Steepest-descent method algorithms are family of algorithms that use the gradient and Hessian information to search in a direction that gives the biggest reduction in the function value. The gradients is denoted by g and Hessia is denoted by H. We will first discuss the first-order methods in which only the gradient is used.

Now we consider the optimization problem

$$minF=f(x)\,\,\, for \, x\epsilon E^n$$

Taylor expansion of the above gives

$$F+\Delta F=f(x+\delta)\approx f(x)+g^T\delta+0(\delta^T\delta)$$

$$\Delta F\approx \sum^{n}_{i=1}g_i\delta_i=||g||\,||\delta||\,cos\theta$$

For any vector $$\delta,\, \Delta F$$ is maximum when $$\theta=0$$, which implies that $$\delta$$ is in the same direction as g. $$\Delta F$$ is maximum when $$\theta=\pi$$, which implies that $$\delta$$ is in the opposite direction of g or simply we can say that it is in the direction of -g. They both are defined as steepest-ascent and steepest-descent directions respectively.

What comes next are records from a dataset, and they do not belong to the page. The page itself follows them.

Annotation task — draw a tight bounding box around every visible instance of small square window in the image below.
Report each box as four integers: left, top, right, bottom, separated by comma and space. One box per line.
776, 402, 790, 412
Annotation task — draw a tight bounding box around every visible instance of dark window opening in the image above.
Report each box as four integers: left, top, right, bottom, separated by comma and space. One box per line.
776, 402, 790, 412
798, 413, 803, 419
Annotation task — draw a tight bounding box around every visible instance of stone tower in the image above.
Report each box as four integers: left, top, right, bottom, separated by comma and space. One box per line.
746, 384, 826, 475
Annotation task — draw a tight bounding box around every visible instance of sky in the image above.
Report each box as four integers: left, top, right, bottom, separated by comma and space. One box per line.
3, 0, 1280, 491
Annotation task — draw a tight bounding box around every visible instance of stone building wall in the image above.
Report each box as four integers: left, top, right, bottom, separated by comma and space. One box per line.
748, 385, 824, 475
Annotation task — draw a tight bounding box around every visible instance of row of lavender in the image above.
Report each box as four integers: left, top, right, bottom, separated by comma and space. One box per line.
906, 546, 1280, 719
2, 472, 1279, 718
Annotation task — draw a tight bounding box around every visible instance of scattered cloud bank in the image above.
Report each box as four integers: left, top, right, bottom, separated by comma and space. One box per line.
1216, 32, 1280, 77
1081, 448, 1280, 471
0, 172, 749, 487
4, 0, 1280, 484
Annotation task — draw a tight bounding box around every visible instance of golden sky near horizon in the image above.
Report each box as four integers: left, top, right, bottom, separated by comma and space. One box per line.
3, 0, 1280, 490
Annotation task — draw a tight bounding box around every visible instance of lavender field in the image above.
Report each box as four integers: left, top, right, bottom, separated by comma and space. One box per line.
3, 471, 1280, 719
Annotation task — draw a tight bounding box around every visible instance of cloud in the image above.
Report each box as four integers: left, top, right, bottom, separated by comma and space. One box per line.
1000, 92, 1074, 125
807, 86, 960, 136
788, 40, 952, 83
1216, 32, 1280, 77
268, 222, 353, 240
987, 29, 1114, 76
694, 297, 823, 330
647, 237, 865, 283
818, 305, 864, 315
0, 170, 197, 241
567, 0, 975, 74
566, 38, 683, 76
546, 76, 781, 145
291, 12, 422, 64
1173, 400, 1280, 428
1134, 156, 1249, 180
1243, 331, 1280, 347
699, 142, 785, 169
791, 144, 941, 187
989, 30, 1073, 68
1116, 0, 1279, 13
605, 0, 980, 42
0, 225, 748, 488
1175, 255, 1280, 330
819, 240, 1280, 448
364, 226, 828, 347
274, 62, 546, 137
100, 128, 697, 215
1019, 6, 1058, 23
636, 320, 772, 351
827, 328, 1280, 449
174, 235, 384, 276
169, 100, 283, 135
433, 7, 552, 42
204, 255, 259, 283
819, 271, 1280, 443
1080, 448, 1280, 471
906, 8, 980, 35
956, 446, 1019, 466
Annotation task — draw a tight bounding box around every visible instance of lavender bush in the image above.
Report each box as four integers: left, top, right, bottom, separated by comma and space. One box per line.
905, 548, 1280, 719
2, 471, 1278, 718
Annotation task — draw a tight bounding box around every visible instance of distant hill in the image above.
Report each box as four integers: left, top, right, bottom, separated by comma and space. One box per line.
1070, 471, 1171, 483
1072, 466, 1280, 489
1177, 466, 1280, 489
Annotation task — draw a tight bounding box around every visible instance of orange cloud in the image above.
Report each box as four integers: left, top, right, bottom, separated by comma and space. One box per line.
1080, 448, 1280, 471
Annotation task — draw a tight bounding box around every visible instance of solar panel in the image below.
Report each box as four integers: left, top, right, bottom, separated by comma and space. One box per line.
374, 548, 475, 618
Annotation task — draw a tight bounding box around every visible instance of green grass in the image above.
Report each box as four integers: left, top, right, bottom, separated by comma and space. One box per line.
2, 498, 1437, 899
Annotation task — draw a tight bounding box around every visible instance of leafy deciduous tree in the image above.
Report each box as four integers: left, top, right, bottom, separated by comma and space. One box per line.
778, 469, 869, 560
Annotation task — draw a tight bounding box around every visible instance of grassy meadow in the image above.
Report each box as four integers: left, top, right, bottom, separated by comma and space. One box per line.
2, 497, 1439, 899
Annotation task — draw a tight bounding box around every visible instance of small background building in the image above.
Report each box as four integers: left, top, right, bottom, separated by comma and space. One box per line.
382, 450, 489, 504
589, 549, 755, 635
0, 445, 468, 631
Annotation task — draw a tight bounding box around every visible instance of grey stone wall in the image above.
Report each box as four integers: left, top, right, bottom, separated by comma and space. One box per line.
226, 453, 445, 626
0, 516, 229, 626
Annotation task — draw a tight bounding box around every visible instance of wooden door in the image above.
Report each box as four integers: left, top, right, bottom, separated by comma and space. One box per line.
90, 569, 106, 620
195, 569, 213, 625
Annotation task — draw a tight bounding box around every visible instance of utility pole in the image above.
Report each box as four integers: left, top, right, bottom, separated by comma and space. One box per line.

The general framework of a steepest-descent algorithim is as follows:

1. Specify the initial point $$x_0$$ and the tolerance $$\epsilon$$.

2. Calculate the gradient $$g_k$$ and set the Newton direction vector $$d_k=-g_k$$.

3. Minimize $$f(x_k+ad_k)$$ with respect to $$\alpha$$ to compute the increment $$\alpha_k$$.

4. Set the next point $$x_{k+1}=x_k+a_kd_k$$ and compute the next function value $$f_{k+1}=f(x_{k+1})$$.

5. If $$||a_kd_k||<\varepsilon$$, then,

a. Done. $$x^*=x_{k+1}$$ and $$f(x^*)=f_{k+1}$$.

b. Else, repeat step 2.

In step 3, $$a_k$$ can be computed by using a line search using a univariate optimization alogorithim. Alternatively, $$a_k$$ can be computed analitically.

The following code minimizes the given function using the first-order steepest-descent method.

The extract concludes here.